Breast Health Services
A tradition of quality you can trust
Since opening in 1994, Mills-Peninsula’s Breast Center has established a record of excellence. Eighty percent of screening detected breast cancers are at state 0 or stage 1, when they are most curable.
Expanded breast center services in the Women’s Center (5th floor) include the area’s first full-field digital mammography, breast MRI and a well-established, minimally invasive breast biopsy program. All radiologist physicians are board certified and have highly specialized training in the services they provide.
Dr. Harriet Borofsky, medical director, Mills-Peninsula’s Women's Center, shows us technological advances in today's breast cancer diagnosis and treatment.
Comprehensive Breast Health Services
Mills-Peninsula radiologist, Diana Baker, M.D., takes you into an ultrasound exam room at the Women’s Center to explain the simple, painless exam.
Studies have shown digital mammography improves detection in women with dense breast tissue, those under the age of 50 and those in pre- or post-menopause. The Women's Center uses this advanced technology for all women.
Digital mammography offers higher-contrast images that improve detection. Instead of film, images are displayed on a computer monitor where they can be enhanced or magnified for a closer look.
The procedure is the same as for conventional mammography, but the new technology allows a quicker exam with a lower dose of radiation. Because the images are immediately available, there is less need to call women back for additional views, and the images can be sent instantly to the woman's doctor.

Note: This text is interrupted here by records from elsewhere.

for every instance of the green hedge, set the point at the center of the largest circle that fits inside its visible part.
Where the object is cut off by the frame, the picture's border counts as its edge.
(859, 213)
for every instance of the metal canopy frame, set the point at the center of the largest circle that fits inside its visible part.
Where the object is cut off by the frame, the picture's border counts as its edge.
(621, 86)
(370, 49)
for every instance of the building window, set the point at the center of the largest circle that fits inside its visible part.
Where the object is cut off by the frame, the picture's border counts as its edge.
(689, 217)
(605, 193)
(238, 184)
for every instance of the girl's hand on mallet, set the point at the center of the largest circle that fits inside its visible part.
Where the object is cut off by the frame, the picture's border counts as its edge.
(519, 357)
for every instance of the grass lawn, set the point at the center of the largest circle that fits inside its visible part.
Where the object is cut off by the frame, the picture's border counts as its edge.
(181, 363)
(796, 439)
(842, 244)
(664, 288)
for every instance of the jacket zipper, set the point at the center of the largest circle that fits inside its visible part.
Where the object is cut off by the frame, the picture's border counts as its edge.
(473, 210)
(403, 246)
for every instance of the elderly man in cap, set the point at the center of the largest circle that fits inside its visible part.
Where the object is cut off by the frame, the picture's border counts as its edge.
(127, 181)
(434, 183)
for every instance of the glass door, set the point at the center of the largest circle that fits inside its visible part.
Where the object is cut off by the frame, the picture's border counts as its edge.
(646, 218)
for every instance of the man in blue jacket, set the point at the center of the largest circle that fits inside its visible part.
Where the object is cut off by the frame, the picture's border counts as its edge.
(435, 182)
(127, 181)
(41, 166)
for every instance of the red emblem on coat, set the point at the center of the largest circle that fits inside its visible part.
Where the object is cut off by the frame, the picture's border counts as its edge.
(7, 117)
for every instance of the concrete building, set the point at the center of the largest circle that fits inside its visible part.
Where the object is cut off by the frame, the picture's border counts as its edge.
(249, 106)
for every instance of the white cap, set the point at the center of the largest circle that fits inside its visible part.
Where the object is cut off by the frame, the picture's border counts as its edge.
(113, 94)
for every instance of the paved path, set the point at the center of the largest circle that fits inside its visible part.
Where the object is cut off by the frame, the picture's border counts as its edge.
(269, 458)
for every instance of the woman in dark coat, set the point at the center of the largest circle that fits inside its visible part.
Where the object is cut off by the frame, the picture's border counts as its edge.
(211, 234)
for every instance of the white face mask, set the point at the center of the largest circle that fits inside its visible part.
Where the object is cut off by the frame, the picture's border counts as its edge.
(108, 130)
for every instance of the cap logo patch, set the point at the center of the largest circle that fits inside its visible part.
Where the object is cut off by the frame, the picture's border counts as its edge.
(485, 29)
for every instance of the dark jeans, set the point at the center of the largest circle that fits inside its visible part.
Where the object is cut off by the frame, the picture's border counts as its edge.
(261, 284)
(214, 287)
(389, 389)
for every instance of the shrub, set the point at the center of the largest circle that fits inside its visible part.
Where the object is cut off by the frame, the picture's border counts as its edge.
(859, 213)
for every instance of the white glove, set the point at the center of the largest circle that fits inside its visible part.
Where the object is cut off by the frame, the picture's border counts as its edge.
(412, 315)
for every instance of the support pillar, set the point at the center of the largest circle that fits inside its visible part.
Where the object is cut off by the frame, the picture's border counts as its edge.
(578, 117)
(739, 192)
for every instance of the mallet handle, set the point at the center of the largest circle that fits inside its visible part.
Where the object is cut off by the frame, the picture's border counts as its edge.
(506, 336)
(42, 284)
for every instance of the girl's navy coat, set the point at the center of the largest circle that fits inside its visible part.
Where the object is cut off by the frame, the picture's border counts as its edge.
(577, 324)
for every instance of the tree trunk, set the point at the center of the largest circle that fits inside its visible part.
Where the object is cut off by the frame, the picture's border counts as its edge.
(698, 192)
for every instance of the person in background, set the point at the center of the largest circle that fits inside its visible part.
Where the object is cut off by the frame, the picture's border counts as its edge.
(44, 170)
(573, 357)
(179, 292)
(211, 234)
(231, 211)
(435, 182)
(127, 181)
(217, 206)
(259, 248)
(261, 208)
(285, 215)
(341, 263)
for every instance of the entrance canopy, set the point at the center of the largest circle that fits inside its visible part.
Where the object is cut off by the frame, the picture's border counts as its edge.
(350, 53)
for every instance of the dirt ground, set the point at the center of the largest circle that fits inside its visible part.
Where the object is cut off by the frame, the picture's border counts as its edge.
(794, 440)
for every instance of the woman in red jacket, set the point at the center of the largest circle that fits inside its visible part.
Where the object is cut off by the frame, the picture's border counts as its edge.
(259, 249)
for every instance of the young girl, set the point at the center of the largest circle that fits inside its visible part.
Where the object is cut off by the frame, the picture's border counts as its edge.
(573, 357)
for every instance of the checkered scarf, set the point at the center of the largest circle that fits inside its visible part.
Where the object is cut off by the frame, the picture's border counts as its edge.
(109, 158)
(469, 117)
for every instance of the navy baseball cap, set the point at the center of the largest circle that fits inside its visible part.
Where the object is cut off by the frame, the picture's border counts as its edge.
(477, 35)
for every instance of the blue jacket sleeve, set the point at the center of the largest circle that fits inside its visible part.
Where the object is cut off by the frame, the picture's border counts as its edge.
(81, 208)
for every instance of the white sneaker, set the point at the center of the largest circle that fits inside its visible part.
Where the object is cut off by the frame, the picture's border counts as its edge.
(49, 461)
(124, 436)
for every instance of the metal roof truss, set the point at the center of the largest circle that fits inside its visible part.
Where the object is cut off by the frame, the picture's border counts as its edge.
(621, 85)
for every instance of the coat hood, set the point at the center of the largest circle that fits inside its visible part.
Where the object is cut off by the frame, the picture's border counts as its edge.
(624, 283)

When should I have a mammogram?
Women should have a mammogram once a year starting at the age of 40. The risk of breast cancer does go up with age - in fact the two main risk factors are gender and getting older. Read our Preventive Health Guidelines
Do I need a referral?
If you have a personal physician, she or he can provide you with a referral to the Women’s Center. You can also self-refer, and we will ensure that you receive information for appropriate follow-up.
Stereotactic, ultrasound and MRI-guided biopsy:
These procedures may be necessary if a mammogram, ultrasound or MRI (magnetic resonance imaging) detects something that needs further evaluation to provide an accurate diagnosis. In these procedures, local anesthesia is provided and a tissue sample is extracted using a needle.

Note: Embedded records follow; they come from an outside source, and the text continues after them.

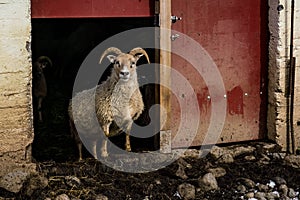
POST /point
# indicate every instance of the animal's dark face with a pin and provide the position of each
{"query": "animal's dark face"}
(39, 66)
(124, 65)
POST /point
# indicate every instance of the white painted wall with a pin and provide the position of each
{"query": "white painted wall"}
(16, 131)
(279, 47)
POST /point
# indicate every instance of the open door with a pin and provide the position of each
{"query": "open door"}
(233, 35)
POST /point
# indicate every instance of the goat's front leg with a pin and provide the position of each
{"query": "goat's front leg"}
(104, 152)
(127, 143)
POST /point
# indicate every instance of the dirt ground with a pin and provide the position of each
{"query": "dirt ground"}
(56, 156)
(90, 179)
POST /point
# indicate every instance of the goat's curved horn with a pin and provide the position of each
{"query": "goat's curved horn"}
(109, 50)
(139, 50)
(46, 58)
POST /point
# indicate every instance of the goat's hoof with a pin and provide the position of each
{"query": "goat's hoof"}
(128, 149)
(104, 154)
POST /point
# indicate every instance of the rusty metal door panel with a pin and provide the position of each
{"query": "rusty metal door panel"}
(230, 31)
(91, 8)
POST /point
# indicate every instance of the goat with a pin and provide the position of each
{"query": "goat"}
(39, 82)
(118, 101)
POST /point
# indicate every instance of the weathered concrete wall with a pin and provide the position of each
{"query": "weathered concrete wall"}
(16, 131)
(280, 27)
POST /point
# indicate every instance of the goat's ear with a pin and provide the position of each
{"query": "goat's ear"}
(137, 57)
(111, 58)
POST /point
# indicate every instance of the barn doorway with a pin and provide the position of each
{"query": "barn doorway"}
(67, 42)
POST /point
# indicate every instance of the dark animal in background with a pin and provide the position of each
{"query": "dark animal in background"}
(39, 82)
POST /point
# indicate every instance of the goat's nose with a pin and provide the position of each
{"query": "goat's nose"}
(124, 73)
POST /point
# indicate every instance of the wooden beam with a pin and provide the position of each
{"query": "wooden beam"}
(165, 74)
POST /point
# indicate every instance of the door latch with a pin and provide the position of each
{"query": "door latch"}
(174, 18)
(174, 37)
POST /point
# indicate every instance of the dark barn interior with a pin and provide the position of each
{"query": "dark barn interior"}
(67, 42)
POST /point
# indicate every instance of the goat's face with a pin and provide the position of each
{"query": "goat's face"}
(124, 65)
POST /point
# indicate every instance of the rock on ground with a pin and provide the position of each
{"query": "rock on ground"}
(208, 182)
(187, 191)
(13, 181)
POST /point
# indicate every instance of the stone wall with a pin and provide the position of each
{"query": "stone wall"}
(280, 27)
(16, 131)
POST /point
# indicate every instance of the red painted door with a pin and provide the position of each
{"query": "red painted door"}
(233, 34)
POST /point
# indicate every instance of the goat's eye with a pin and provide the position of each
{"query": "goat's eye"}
(132, 64)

Ultrasound biopsy uses sound waves that outline the tissues, creating images that help the doctor guide the needle to the site.
Stereotactic biopsy pinpoints the area of concern using X-ray images from more than one direction. A computer plots the exact area and guides the needle insertion.
Breast MRI (magnetic resonance imaging):
Special MRI procedures allow specialized imaging evaluation when indicated, such as women with newly diagnosed breast cancer for surgical planning and women who are at particular high-risk for breast cancer.
Multidisciplinary doctor review:
A panel of expert physicians including internal medicine doctors, surgeons, medical and radiation oncologists and pathologists meets weekly to review all new breast cancer diagnoses.
Second opinion service:
The breast imaging experts at the Women's Center are happy to review and discuss your mammogram results and follow-up recommendations from other providers.
A genetic counselor can help you determine your risk for breast cancer based on family experience. Recommendations for women who are found to be at higher risk might include testing for genetic mutations.
Breast Cancer Clinic:
Women newly diagnosed with breast cancer at the Women's Center have a comprehensive new resource - the Breast Cancer Clinic at Mills-Peninsula's Dorothy E. Schneider Cancer Center, just downstairs. In one appointment, all the doctors you need to help make treatment decisions come together for you. As appropriate, individual consultations are provided with a surgeon, medical and radiation oncologists and plastic surgeon. A nurse specialist guides the process.